The 2010 Challenge, day 12: Mayar Burn to Cortachy (9)

At least coming this way meant I got to see the monument to Scott (of Antarctic fame); and to walk the road between Tulloch Hill and Mile Hill. This really is a particularly beautiful road which everyone ought to walk at least once in their life - preferably, as I did, on a bright afternoon in May.

And then I was in Dykehead, and at the Royal Jubilee Arms. The new new owners (who replaced the old new owners ... ) were working hard to get it reopened, but so far only the bar was functioning. Still, a functioning bar is a functioning bar - so I went in for a drink.

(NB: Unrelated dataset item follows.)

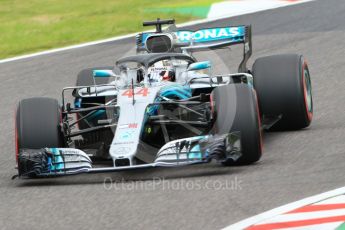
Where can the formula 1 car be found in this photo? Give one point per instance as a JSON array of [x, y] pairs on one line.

While I was there, another Challenger named John came in. John had a problem. Well, rather more than one problem, actually. He had been up in the hills when he started to suffer problems with his vision - so he had taken the sensible (if regrettable) decision to come out of the hills and into terrain where good vision was not essential to the safety of a solo walker. He was looking for accommodation, and was disappointed to find that the Royal Jubilee Arms was not able to provide it, as he knew of nowhere else round here. And he (along with many other Challengers) had been unable to draw any money from the cash machine at Braemar, as it had run out of banknotes, leaving him embarrassed for funds.

I thought I could probably solve all these problems for him!

I told John about Cortachy House, where I was heading, and suggested that he come with me and see whether they could make an extra room available. If they could, I said I'd happily settle his bill (as I knew that the supply parcel which was waiting for me there contained, amongst other things, £100 in cash) and John could then settle up with me in Montrose, where there was bound to be a working cash machine. And finally, I said that if John's vision continued to give him trouble, I would stick with him for the last two days of the Challenge to make sure he made it safely to Montrose.

And so it was that the two of us, having finished our drinks, waved goodbye to the Royal Jubilee Arms and made our way to the wonderfully welcoming Cortachy House (where, I am glad to say, they had not the slightest difficulty in rustling up an extra room and an extra place for dinner!)

1 comment:

  1. That's not the first time that the cash machine at Braemar has run out of cash. Well worth noting for new (and old) Challengers, Jeremy. Stock up with cash when crossing the A9.